Invariably, when I am mingling at the cocktail hour of an investment conference, I am asked my background (11 years as a sell-side autos analyst, in NYC and London) and my current job (managing portfolios for individuals). The next question is always: "Do you own auto stocks?"
The answer is no.
The developments at Volkswagen (VLKAY) over the last week were are all the proof one would need that this sector is a very difficult one in which to be a "long-term long."
Automaking for the mass market is just a brutal business. It really is.
There is no other industry that combines heavy industry -- making a car is an incredibly complex process - -and consumer marketing. Action Alerts PLUS holding Apple (AAPL) can sell 65 million iPhones in a quarter and it doesn't manufacture a single one. Trifecta Stocks position Boeing (BA) can win a $38 billion order from China for 300 planes without having to win over a single consumer. VW has to balance both. Every day.
It was a separate, but increasingly important challenge that tripped up VW: regulation. Governments around the world have targeted carmakers and the emissions from the vehicles they produce. The reductions targeted are absolutely draconian.
The European Union's Euro 6 regulations, which took effect this month, call for diesel cars to emit no more than 0.08g/km of oxides of nitrogen (NOx). The Euro 5 regulations, which took effect in January 2011, allowed for NOx emissions of up to 0.18g/km.
That's a 56% decrease in NOx emissions limits in under five years! Has any another industry had to reduce emissions that much, that quickly? Of course not.
Worse, here in the U.S., the EPA has "outsourced" its emission control legislation-writing to California. California Air Resources Board standards do not (unlike the EU) discriminate between gas and diesel engines for targeted emissions levels. That is a huge issue.
Diesel engines -- due mainly to the higher carbon content of diesel vs. gas -- have the virtuous property of higher energy efficiency than comparable gas engines. So, any diesel engine will produce fewer carbon emissions per mile driven than a comparable gas engine. A green win, for sure. The drawback for diesel is that because of a naturally "leaner" mix (more air, less fuel) a diesel engine will produce particulates and NOx in quantities that a gas engine doesn't.
So, a diesel maker wins on carbon, but loses on NOx. European regulators recognize that difference; California's regulators, perhaps scared by that smog that enveloped cities like Los Angeles 30 years ago, do not.
California -- and by the extension the rest of the U.S. -- has much lower standards for fleet-average NOx emissions (about 0.031g/km) than Western Europe does for diesel-only fleets (0.08g/km.).
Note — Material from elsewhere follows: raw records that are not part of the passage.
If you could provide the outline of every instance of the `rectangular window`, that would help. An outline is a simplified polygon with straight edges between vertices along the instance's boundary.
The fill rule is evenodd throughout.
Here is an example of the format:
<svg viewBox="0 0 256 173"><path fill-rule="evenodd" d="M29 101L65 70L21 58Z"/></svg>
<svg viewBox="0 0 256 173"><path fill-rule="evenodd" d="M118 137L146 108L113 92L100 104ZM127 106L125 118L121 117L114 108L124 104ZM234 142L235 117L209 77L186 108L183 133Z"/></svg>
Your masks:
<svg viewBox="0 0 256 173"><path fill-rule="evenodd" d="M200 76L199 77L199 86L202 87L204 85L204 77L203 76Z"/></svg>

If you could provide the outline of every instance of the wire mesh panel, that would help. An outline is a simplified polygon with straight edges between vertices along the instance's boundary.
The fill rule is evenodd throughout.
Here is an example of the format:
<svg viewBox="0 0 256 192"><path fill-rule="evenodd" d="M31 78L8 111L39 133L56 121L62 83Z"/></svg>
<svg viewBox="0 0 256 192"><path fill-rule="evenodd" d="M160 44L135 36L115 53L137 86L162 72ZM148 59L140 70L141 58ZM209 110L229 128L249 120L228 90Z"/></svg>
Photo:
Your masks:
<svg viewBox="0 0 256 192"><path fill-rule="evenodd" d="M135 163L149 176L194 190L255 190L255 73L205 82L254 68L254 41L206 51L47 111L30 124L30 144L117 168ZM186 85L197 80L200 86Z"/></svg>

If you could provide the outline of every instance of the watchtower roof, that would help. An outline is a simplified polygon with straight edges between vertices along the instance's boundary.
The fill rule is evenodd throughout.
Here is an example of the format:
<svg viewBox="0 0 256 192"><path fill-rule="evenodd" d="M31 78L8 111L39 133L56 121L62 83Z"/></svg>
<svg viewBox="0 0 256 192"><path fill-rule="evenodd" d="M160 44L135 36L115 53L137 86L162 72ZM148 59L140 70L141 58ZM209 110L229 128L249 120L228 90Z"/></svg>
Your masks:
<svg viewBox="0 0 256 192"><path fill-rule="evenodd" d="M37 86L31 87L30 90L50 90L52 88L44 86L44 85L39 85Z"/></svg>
So, to meet the fleet-average standards propagated by California (Tier 2 Bin 5, to be exact) an automaker that has diesel as a significant part of its product offerings is disadvantaged.
In the short-term, that company could either:
1) Take extraordinarily costly measures to reduce NOx emissions;
2) Fool emissions tests for long enough until cleaner replacement engines are available
VW was already in the process of replacing the offending 2009-vintage EA189 diesel platform with the lower-emission EA288 in 2015. Also, VW's higher-end diesels include the AdBlue system, a Rube Goldberg-esque contraption also used by Mercedes and BMW that shoots a mixture of urea and water (no jokes, please, I have heard them all already this week) into the fuel line to help catalyze the NOx molecules.
So, in the intermediate term, VW has a workable plan for reducing emissions. In the short term, however, VW management had the choice between meeting an overbearing technological standard and generating a long-term return for their shareholders.
It's obvious which method VW management chose and the consequences are massive.
CEO Martin Winterkorn is gone, reportedly to be replaced by Porsche chief Matthias Mueller, and Reuters has basically been publishing a running count of executives who will be fired during Friday's meeting of VW's Supervisory Board (Aufsichtsrat). It will be a bloodbath.
So, there will be massive changes in Wolfsburg. But the challenges to the rest of the industry will be just as pronounced. The incredibly negative PR from "Dieselgate" will force all the world's automakers to spend even more on regulatory compliance.
It will complicate the already difficult task of generating shareholder returns from making mass market cars, and I just don't have room in my clients' portfolios for an industry that is facing even more profit pressures.
Therefore, my standard response to the cocktail hour question of "Do you own auto stocks?" will remain "No. Let's grab a Heineken!"